# Processing of the 'synthetic-instruct-gptj-pairwise' dataset

In this notebook, we process the dataset 'synthetic-instruct-gptj-pairwise' which is available on [HuggingFace](https://huggingface.co/datasets/Dahoas/synthetic-instruct-gptj-pairwise) in order to convert it to the format needed by our reward model.

We start by processing the train split:

In [None]:
# Step 1: Install required libraries
!pip install datasets tqdm matplotlib

# Step 2: Import libraries
import json
import matplotlib.pyplot as plt
from tqdm import tqdm
from datasets import load_dataset

# Step 3: Load the dataset
dataset = load_dataset('Dahoas/synthetic-instruct-gptj-pairwise')

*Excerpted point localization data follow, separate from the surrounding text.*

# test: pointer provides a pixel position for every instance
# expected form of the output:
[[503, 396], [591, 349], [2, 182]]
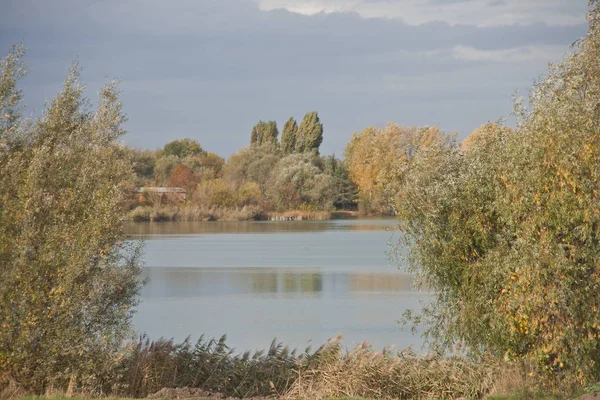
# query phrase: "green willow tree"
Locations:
[[182, 148], [68, 280], [310, 133], [506, 229], [288, 136]]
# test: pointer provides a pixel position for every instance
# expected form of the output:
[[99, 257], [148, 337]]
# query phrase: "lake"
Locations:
[[298, 281]]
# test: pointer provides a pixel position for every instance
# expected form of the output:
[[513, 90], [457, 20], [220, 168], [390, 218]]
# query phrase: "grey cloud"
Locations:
[[210, 69]]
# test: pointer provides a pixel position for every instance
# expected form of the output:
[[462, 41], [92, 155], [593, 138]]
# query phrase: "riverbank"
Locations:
[[209, 370], [247, 213]]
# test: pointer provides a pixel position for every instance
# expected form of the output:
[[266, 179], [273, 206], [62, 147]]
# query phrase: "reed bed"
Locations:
[[194, 213], [365, 373], [329, 372]]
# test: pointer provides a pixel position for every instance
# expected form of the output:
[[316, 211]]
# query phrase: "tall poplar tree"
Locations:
[[288, 136], [310, 133]]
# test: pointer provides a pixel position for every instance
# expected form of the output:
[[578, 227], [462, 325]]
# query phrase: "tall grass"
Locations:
[[363, 372], [164, 368], [195, 213], [329, 372]]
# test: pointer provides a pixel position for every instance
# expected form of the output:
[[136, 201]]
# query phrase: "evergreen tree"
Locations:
[[310, 133], [288, 136]]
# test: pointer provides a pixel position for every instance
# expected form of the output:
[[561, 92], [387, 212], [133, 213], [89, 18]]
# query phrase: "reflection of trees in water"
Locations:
[[186, 228], [380, 283], [263, 282], [192, 282]]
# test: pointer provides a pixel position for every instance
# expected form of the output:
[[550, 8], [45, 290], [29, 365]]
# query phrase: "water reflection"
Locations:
[[297, 281], [195, 228], [209, 282]]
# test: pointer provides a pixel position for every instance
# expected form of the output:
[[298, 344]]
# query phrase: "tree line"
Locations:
[[268, 175]]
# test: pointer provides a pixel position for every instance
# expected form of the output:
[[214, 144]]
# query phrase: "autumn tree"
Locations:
[[183, 177], [288, 136], [299, 179], [263, 133], [310, 133], [378, 158], [506, 229], [68, 280], [345, 192]]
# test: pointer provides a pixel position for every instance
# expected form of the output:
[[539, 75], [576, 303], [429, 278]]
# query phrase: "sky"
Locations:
[[210, 69]]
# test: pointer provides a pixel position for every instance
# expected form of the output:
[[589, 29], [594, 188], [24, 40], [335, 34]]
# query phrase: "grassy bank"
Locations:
[[210, 369], [247, 213]]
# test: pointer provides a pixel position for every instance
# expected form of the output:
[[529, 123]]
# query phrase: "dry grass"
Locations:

# Step 4: Initialize a counter and a list to hold the processed data
processed_data = []
counter = 0

# Step 5: Process the dataset and save data in the required format
num_datapoints = int(1.6 * len(dataset['train']))
for data in tqdm(dataset['train']):
    # The first 80% of the dataset is used for training and the remaining 20% is used for validation
    if counter == num_datapoints:
        break

    # We arbitrarily assign a grade of 5 to the chosen chat and a grade of 0 to the rejected chat
    # (see the report for more details on this)
    processed_data.append({
        "chat": f"Human: {data['prompt']} \n\nAssistant: {data['chosen']} ",
        "grade": 5
    })
    processed_data.append({
        "chat": f"Human: {data['prompt']} \n\nAssistant: {data['rejected']} ",
        "grade": 0
    })
    counter += 2  # Increase counter

# Step 6: Save the processed data to a json file
with open('synthetic-instruct-gptj-pairwise_train.json', 'w') as f:
    json.dump(processed_data, f)

print(f'Total datapoints processed: {counter}')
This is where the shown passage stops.